Watching Tottenham Hotspur fans taking on the Spanish constabulary at a European soccer match the other night, I found myself idly speculating on what might have happened had those Iranian kidnappers made the mistake of seizing 15 hard-boiled football yobs who hadn’t got the Blair memo about not escalating the situation. …

… Europeans and more and more Americans believe they can live in a world with all the benefits of global prosperity and none of the messy obligations necessary to maintain it. And so they cruise around war zones like floating NGOs. Iran called their bluff, and televised it to the world. In the end, every great power is as great as its credibility, and the only consolation after these last two weeks is that Britain doesn’t have much more left to lose.

Charles Krauthammer seconds that emotion.

Claudia Rosett writes on the Pelosi visit.
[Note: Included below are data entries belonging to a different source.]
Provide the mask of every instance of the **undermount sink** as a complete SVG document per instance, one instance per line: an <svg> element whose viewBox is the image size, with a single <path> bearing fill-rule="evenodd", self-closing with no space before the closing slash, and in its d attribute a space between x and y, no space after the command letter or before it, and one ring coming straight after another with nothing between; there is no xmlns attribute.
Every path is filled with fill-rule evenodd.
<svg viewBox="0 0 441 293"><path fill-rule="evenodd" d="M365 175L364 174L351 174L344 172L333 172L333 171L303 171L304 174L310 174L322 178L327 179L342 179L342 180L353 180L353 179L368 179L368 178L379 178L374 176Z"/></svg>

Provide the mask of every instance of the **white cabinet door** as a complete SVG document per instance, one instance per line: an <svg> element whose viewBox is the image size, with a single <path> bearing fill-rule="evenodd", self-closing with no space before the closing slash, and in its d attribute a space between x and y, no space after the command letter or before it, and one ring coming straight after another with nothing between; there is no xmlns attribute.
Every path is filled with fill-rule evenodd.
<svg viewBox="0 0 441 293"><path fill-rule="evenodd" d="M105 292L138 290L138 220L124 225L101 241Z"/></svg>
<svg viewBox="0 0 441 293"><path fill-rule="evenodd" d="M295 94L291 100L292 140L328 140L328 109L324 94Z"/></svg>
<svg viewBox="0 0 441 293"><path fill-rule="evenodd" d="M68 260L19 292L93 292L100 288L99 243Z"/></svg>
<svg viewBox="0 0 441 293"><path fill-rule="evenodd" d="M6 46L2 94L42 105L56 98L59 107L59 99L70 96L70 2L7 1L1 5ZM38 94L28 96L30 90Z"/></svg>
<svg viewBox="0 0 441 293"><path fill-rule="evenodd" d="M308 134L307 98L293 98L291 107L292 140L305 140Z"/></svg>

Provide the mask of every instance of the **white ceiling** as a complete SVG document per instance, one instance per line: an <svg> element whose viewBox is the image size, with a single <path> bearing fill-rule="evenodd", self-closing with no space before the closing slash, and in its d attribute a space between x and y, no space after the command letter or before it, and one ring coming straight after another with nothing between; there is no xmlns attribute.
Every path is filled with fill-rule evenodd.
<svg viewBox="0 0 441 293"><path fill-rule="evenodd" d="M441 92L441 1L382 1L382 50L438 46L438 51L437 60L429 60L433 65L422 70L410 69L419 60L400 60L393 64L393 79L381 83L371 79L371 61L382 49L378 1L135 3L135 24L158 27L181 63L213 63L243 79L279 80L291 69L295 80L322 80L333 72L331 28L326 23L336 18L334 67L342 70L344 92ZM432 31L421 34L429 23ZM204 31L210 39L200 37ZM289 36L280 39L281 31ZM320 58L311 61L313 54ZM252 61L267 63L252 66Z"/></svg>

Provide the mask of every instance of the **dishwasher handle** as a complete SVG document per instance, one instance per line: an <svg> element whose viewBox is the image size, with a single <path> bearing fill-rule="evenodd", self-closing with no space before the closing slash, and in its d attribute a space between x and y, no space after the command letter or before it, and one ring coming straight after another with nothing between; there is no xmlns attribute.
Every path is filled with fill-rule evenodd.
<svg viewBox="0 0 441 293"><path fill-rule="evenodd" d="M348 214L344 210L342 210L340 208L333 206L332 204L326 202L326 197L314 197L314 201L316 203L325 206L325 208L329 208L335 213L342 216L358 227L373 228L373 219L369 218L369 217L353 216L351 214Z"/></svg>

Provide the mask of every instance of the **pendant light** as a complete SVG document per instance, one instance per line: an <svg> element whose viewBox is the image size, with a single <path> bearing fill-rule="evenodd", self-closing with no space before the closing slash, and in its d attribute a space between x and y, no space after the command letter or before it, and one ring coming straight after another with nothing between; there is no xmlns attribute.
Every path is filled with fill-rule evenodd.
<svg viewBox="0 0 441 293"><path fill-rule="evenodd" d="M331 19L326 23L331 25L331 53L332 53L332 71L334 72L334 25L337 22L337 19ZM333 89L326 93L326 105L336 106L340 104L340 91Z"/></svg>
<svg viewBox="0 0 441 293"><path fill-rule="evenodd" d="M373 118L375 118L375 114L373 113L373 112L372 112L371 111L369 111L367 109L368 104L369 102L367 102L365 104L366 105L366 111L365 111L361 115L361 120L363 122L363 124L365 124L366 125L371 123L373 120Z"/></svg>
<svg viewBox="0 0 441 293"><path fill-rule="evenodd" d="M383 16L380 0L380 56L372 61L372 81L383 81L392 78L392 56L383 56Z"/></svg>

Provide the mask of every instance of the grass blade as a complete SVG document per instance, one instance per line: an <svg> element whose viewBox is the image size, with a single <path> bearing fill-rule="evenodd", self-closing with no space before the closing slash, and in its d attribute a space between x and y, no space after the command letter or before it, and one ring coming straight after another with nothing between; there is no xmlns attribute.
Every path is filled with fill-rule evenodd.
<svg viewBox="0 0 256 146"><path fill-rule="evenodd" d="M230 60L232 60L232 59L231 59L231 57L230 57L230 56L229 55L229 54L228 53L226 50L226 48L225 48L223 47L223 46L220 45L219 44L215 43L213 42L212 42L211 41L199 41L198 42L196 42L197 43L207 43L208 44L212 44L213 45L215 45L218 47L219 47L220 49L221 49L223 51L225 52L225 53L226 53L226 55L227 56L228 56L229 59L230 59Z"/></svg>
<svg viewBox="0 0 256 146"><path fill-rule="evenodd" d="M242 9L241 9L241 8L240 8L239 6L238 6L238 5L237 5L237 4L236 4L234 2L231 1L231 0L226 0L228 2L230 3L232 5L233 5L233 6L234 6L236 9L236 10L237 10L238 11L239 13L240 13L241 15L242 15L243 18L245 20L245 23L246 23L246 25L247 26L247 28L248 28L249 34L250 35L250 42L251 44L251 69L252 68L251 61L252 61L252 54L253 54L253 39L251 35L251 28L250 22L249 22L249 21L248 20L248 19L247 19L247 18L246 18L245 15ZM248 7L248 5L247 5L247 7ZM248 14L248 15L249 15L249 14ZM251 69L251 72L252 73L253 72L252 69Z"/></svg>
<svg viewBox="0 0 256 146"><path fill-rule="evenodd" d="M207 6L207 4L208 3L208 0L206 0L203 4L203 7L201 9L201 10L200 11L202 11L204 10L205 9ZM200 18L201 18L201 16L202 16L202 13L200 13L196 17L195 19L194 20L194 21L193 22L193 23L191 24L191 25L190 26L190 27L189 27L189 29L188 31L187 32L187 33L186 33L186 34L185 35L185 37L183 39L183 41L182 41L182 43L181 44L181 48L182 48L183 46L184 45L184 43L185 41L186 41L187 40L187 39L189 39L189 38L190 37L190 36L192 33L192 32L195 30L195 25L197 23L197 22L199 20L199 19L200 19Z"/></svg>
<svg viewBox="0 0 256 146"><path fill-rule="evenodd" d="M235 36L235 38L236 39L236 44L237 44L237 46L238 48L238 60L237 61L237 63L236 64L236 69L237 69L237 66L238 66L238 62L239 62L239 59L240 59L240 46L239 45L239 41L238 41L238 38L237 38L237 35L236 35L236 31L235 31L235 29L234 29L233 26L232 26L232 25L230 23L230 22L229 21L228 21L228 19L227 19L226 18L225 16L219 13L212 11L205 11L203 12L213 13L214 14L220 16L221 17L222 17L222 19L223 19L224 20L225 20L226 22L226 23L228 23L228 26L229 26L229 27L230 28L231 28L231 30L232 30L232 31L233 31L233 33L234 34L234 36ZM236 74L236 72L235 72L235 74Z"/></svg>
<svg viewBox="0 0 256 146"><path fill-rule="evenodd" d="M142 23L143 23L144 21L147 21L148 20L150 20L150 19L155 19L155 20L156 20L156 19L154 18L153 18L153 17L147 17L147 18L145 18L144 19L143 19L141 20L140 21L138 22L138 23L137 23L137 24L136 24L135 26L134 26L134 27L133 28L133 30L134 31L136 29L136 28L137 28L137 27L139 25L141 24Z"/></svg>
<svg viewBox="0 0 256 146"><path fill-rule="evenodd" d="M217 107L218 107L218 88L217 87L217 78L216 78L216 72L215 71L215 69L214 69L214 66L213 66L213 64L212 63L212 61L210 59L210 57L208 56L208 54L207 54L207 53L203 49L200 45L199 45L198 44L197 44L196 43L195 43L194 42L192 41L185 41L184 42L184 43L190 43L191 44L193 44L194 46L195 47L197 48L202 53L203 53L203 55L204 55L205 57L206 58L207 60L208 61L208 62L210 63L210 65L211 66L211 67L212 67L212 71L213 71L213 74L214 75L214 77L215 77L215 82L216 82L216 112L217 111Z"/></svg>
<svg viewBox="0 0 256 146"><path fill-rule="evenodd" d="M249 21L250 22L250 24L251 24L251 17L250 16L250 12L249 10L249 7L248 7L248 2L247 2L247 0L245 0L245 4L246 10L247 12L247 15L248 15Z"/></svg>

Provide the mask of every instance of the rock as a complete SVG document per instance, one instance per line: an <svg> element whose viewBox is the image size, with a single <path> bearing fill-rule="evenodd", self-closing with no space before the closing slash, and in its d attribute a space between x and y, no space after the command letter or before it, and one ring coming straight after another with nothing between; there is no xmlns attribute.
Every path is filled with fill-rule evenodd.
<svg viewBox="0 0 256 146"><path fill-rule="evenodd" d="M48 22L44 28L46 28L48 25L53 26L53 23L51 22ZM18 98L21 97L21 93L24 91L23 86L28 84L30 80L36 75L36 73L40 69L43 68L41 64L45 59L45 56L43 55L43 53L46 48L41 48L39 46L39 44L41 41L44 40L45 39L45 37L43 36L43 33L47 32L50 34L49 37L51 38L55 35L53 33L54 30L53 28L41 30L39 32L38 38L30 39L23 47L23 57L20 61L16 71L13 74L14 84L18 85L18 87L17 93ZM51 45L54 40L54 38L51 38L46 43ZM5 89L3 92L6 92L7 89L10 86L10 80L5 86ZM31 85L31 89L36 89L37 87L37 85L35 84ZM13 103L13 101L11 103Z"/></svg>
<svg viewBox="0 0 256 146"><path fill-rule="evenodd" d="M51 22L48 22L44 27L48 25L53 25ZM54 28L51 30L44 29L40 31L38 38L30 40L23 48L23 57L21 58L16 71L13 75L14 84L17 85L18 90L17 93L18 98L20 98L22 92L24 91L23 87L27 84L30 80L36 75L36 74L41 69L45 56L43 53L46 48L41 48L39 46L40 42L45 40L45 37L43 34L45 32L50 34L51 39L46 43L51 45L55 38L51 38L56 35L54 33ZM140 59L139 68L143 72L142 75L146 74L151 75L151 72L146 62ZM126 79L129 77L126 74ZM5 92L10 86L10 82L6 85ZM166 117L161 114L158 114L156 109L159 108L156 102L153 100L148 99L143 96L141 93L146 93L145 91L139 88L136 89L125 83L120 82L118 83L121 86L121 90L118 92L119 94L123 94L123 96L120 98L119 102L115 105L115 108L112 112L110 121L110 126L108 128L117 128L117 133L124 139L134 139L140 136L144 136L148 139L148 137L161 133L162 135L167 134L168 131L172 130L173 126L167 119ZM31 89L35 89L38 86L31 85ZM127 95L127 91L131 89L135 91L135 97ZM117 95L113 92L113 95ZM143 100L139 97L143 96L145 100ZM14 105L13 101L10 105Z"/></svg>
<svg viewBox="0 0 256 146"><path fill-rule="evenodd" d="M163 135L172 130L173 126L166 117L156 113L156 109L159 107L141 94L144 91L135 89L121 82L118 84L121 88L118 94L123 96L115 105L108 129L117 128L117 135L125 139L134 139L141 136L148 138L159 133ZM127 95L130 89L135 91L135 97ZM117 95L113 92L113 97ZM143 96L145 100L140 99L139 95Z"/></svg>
This is not just nutty politics; it is dangerous. For Pelosi, this may count as interaction. But for Assad’s regime in Syria, this amounts to chumps on pilgrimage. Damascus is infested by a dynastic tyranny in which “dialogue” serves chiefly as cover for duplicity and terror. These traits are not simply regrettable habits that Assad might be charmed out of. They are big business and prime instruments of power.

An example of how visits like Pelosi’s can harm us is in David Brooks’ column.

Power Line has a great post on how media bias is brought to bear on an offending target. This times it’s a renowned hurricane forecaster who takes exception to many of Al Gore’s ideas.

Little bit of the same from Contentions.

And Jim Taranto slays the NY Times and its hypocritical reactions to two recess appointments. One by Clinton and one by Bush. Can you guess which one the Times liked?

Fred Thompson posts at Redstate. Captain with details.

George Will is not impressed.

Back then (1994), Thompson believed, implausibly, that voters are “deeply concerned” about campaign finance reform. Today, many likely voters in Republican primaries are deeply concerned about what Thompson and others have done to free speech in the name of “reform,” as John McCain is unhappily learning.

Corner post on Will’s complaint.

Dick Morris does a tour of dem fundraising.

Mona Charen reviews Thomas Sowell’s autobiography.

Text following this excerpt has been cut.